The car isn't expensive and is 10 years old, I don't want to invest money in bodyshop. I want to do it myself.
Something like this doesn't require any skills:


----------



## squiggs (Oct 19, 2009)

Put the pot of touch up paint in your glove box and take it out for a drive around a few bodyshops.


----------



## squiggs (Oct 19, 2009)

minjay said:


> The car isn't expensive and is 10 years old, I don't want to invest money in bodyshop. I want to do it myself.
> Something like this doesn't require any skills:


And something like that doesn't really work. Don't believe everything you see on the internet.
And it especially won't work on the colour car you've got because it's metallic paint.
Instead of white showing through you'll end up with dark grey lines.

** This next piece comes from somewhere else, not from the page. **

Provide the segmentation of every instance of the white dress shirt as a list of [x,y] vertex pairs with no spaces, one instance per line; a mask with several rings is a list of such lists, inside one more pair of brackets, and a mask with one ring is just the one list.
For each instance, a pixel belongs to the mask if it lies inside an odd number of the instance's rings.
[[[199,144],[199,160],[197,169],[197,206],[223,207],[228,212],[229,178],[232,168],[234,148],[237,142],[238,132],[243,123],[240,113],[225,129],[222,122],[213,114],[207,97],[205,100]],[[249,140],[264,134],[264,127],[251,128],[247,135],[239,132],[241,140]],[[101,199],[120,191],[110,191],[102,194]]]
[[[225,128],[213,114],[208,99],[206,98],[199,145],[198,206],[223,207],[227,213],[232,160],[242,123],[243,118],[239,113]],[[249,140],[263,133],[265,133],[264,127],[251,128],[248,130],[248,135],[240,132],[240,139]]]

Paints and in particular metallic paints are designed to be sprayed on. When sprayed only a very thin layer is applied, the metallic particles 'sit' properly and reflect the light like little mirrors.
Apply it any other way other than spraying and you're putting it on much thicker (no matter how careful you are). The metallic particles sink, don't reflect the light and the paint appears dull, dark and horrible.


----------



## bannan (Jun 20, 2007)

It's hard to tell from those pictures but are the scratches down to primer/metal? If not you could flatten back then polish. If they are down to the primer/metal then you could try touching them up and when hardened flatten back and polish. However to get a perfect finish it would need a visit to a body shop. If you are handy with rattle cans you could get a decent finish also. There's a guide somewhere around in the technical sub forum.

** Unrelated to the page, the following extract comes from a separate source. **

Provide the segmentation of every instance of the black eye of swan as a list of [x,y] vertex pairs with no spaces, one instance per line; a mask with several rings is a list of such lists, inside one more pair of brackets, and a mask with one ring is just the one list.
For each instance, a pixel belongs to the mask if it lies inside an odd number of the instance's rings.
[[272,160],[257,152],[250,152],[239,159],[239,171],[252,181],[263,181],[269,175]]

Sent from my SM-G930F using Tapatalk


----------



## Soul boy 68 (Sep 8, 2013)

minjay said:


> The car isn't expensive and is 10 years old, I don't want to invest money in bodyshop. I want to do it myself.
> Something like this doesn't require any skills:


If that's the case then go for it, after all what have you got to lose. :buffer:


----------



## steelghost (Aug 20, 2015)

A wash and machine compound and polish will improve (although not eliminate) some of the less severe scratches. Thereafter you may be able to further reduce it by use of your touch up paint, some wet sanding and further polishing. 

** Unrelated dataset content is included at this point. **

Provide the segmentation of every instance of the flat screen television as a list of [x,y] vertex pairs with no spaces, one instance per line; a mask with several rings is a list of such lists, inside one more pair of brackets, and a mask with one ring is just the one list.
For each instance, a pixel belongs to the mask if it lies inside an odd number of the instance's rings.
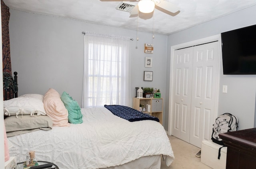
[[221,33],[224,74],[256,74],[256,25]]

However, as outlined above, because it's metallic you will always be able to see the marks unless the panel(s) are repainted.


----------



## MagpieRH (May 27, 2014)

Vinyl wrap? Bit cheaper than a respray.

As above, those are some big, seemingly quite deep scratches. I suppose there's nothing lost in trying yourself first, but I doubt you'll get a satisfactory result.


----------



## minjay (May 21, 2017)

It's not as bad as it seems. The marks are white, I don't know what it means in terms of depth.


----------